The young creators who work in SKETCH’s west-end arts space can feel confident it will be there to return to when the pandemic allows, after a burst of municipal funding earlier this month put its $4-million financing goal within reach.
The City of Toronto’s recent allocation of a little over half a million dollars means the non-profit community arts enterprise is almost finished with the fundraising third of its plan to buy its current rental digs of 9,000 square feet of studio space at Artscape Youngplace.
The collective is three-quarters of the way to its goal of selling $1.4 million in community bonds (a five-year term, $5,000 minimum that offers a four per cent return) by the end of March, and is confident it is in the home stretch towards a permanent home.
(It plans to finance the remaining roughly one-third of the purchase price via traditional mortgage.)
“SKETCH is a home for an entire community,” said Joel Zola, who first encountered the project a decade ago, soon after arriving in Toronto from out West and entering the city's shelter system as a 17-year-old.
“I was amazed by the amount of free activities they had.

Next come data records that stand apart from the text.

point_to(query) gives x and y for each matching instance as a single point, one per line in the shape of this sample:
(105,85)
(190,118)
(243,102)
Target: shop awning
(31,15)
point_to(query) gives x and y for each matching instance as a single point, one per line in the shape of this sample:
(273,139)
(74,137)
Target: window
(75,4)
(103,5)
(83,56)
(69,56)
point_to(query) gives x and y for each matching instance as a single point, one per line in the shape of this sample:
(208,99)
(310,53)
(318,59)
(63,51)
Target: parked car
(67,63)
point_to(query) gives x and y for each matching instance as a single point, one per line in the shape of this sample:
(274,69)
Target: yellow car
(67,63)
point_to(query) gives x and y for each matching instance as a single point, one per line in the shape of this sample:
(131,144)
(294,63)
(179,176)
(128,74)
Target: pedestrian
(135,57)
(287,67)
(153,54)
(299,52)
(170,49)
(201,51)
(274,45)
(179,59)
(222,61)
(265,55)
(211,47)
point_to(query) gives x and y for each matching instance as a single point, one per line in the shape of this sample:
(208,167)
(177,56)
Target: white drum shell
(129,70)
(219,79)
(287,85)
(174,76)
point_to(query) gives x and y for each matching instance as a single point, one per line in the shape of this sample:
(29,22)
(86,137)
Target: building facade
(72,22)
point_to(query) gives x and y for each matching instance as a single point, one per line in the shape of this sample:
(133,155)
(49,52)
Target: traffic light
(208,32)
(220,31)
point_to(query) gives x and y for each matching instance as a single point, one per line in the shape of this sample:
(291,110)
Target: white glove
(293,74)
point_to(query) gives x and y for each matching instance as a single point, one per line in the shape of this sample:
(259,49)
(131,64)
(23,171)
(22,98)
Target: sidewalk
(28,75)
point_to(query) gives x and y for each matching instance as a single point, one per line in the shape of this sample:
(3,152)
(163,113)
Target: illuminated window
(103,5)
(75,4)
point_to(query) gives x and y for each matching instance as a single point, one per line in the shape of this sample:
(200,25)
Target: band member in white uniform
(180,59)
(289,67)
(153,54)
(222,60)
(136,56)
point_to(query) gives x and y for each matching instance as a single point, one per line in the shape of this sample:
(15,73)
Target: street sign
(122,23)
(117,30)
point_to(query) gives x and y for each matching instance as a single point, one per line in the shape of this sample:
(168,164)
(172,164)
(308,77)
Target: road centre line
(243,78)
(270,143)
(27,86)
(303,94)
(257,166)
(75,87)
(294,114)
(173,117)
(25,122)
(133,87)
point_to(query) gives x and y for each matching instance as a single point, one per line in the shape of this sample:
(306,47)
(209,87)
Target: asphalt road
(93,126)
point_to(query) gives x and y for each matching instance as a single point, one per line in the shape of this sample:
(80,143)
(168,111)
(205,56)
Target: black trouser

They had a recording studio, they had a painting studio, it had all these different things happening, and it was all these different, interesting people and everything was free.”
“That was really mind-blowing for me,” he said.
Some 13,000 young people have accessed SKETCH’s programs — free workshops and residences related to ceramics, screen printing, visual arts, dance and movement, DJing, music and culinary arts — since its launch in 1996, including around 1,300 in 2018.
“While living on the streets, there's not really much you can do, but SKETCH is an option,” Zola added. “You can go to SKETCH, you can work on art, you can work on music. It keeps you busy, it keeps you out of trouble.”
“It is more than just a drop-in space, it is literally a community movement,” says Joel Zola of SKETCH.
And you can do much more than that, too, as Zola illustrates.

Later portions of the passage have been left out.